Let me give you just one example. English distinguishes tenses: past, present, future. I did, I do, I will do. Chinese does not. It expresses past, present, and future in the same way, meaning past and future feel as immediate and as pressing as the present. The result of ‘seeing’ the world through a ‘futureless’ language like this? According to economist Keith Chen, ‘futureless’ language speakers are 30 per cent more likely to save income compared to ‘futured’ language speakers (like English speakers). They also retire with more wealth, smoke less, practice safer sex, eat better, and exercise more. The future is experienced in a much more immediate and pressing way, leading to people investing more into behaviours that positively impact their future selves, because their view of the world – and their future selves’ place within the world – is radically different because of their language. 

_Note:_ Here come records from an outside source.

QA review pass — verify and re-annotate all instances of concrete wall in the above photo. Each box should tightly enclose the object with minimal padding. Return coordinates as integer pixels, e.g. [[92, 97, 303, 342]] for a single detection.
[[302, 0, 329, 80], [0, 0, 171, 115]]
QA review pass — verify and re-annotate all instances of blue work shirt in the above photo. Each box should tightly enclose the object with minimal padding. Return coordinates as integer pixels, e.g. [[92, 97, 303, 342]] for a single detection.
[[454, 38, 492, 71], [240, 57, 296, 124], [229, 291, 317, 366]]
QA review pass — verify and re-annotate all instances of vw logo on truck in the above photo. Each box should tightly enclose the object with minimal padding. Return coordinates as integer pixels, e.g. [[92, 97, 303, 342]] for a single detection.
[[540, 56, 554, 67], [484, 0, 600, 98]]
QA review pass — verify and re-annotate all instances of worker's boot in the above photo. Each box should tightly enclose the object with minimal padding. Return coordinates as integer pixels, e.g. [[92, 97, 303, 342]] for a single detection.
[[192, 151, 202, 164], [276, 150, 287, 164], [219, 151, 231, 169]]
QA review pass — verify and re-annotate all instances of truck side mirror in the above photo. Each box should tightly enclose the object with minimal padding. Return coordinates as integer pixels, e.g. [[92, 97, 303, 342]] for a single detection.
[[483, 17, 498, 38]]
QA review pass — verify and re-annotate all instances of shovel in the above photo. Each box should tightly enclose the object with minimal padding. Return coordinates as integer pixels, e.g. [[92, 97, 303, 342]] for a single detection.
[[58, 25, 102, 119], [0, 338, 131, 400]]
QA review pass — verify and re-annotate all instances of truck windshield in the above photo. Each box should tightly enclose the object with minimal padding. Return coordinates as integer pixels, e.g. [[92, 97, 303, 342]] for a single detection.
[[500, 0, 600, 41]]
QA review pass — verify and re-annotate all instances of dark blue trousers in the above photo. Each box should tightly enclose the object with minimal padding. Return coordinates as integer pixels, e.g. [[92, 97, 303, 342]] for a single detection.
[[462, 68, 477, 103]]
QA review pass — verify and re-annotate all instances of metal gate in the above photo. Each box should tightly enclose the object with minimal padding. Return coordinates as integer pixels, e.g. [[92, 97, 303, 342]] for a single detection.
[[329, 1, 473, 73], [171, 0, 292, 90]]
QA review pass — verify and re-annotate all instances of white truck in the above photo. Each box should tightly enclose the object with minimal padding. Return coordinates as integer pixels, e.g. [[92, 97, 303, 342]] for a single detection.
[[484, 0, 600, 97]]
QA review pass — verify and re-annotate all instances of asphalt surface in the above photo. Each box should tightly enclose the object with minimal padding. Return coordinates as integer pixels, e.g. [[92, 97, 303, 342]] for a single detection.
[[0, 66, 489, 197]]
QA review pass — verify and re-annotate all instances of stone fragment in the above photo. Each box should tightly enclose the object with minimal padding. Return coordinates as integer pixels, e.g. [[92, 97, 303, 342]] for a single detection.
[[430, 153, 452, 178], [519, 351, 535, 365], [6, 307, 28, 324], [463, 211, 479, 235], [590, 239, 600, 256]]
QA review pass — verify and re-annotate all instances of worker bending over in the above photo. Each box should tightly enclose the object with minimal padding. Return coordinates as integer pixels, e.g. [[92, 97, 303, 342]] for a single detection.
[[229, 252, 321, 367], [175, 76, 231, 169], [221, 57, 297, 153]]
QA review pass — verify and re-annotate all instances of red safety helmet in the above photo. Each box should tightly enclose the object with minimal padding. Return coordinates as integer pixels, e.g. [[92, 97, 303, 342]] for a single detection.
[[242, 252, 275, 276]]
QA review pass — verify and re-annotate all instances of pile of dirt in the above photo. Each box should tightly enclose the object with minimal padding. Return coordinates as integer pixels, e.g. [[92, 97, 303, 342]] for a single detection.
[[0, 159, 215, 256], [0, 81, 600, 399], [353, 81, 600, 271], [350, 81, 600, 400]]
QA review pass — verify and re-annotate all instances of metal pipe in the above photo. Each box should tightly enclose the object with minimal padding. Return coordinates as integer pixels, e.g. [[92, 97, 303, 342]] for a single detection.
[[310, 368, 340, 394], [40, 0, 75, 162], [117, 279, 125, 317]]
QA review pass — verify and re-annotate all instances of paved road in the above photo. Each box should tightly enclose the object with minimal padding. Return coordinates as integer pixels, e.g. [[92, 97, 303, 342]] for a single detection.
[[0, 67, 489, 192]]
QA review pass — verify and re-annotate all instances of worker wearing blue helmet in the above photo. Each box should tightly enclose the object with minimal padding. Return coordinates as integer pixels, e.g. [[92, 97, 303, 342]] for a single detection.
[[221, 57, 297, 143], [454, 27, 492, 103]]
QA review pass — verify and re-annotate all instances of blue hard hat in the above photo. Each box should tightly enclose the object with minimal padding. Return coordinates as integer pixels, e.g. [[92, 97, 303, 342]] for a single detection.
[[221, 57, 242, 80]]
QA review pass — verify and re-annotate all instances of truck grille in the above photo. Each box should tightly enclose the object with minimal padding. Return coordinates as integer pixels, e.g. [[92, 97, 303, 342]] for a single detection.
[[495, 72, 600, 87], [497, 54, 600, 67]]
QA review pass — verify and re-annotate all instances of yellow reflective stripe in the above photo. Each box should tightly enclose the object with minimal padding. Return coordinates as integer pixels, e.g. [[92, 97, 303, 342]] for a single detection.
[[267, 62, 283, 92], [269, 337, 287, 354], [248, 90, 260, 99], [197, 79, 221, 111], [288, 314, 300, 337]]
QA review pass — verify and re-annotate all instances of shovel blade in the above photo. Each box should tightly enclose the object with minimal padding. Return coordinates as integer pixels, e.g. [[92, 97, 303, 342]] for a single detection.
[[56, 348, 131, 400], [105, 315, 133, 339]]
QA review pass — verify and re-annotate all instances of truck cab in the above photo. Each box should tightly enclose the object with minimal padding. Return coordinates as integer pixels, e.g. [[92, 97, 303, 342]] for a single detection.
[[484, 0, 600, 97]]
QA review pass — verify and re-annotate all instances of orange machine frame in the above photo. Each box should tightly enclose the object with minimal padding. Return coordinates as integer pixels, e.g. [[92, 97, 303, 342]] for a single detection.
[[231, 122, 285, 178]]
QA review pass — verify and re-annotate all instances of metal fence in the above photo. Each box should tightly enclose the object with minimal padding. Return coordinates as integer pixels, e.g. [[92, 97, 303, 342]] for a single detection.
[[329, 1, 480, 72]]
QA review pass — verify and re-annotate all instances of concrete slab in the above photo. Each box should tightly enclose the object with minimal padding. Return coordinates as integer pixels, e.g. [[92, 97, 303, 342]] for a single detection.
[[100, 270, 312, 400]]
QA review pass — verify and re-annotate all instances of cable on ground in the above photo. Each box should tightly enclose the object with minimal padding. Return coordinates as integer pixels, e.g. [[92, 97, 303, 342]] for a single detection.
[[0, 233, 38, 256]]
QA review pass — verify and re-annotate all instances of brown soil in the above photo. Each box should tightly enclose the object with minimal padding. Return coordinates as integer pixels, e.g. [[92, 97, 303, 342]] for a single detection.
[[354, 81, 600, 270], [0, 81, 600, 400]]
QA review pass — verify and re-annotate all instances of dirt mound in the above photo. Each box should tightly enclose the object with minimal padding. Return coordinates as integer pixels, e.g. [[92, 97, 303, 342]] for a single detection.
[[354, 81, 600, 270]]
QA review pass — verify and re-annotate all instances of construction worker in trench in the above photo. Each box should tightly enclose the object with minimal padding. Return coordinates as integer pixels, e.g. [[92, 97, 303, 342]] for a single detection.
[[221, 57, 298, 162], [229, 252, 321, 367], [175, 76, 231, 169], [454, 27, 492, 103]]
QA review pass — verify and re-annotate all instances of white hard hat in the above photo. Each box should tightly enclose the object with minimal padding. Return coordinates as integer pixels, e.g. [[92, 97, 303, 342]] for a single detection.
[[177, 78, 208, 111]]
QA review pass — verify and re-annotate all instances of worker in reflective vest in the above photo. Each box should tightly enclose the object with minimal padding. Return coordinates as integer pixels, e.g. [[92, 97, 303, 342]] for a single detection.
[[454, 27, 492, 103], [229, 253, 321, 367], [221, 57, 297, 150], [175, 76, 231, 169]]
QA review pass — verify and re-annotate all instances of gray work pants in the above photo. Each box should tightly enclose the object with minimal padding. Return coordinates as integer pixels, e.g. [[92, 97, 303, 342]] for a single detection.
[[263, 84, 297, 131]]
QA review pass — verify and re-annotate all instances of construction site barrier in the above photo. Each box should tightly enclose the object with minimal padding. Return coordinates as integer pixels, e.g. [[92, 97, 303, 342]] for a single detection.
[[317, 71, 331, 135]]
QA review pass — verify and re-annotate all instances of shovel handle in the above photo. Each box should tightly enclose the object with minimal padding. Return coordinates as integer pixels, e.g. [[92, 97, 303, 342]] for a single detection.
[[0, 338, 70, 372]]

Different languages lead to seeing the world differently which leads to differences in behaviour. In other words, there are certain experiences and emotions – even certain types of knowledge and behaviours - that are only encounterable for those fluent in certain languages. And this means that to learn another language is to increase our capacity for empathy. Forget walking a mile in someone’s shoes, if you want truly to know someone, learn their language.  

In my day job as a lecturer, when I’m trying to encourage my students – most of whom are vicars-to-be – to learn biblical Greek and/or Hebrew, I tell them it will make them more empathetic people. It may make them better readers of the Bible, it may even make them better writers too but, more than anything else, students who learn languages will be better equipped to love their neighbour for having done so. They will get a better sense of the limits of their world, and a greater appreciation for the ways in which others see it too. Show me a society that is linguistically myopic, and I’ll show you one that’s deeply unempathetic. I can guarantee you of that.   

We ought to be deeply, deeply concerned about the diminishing language offerings in the UK’s Higher Education sector. To open oneself to other languages is to open oneself to other ways of seeing the world. It is to be shown the limits of one’s own ways of seeing. Learning a language is a deeply humble and empathetic act. And isn’t humility and empathy in desperately short supply at the moment?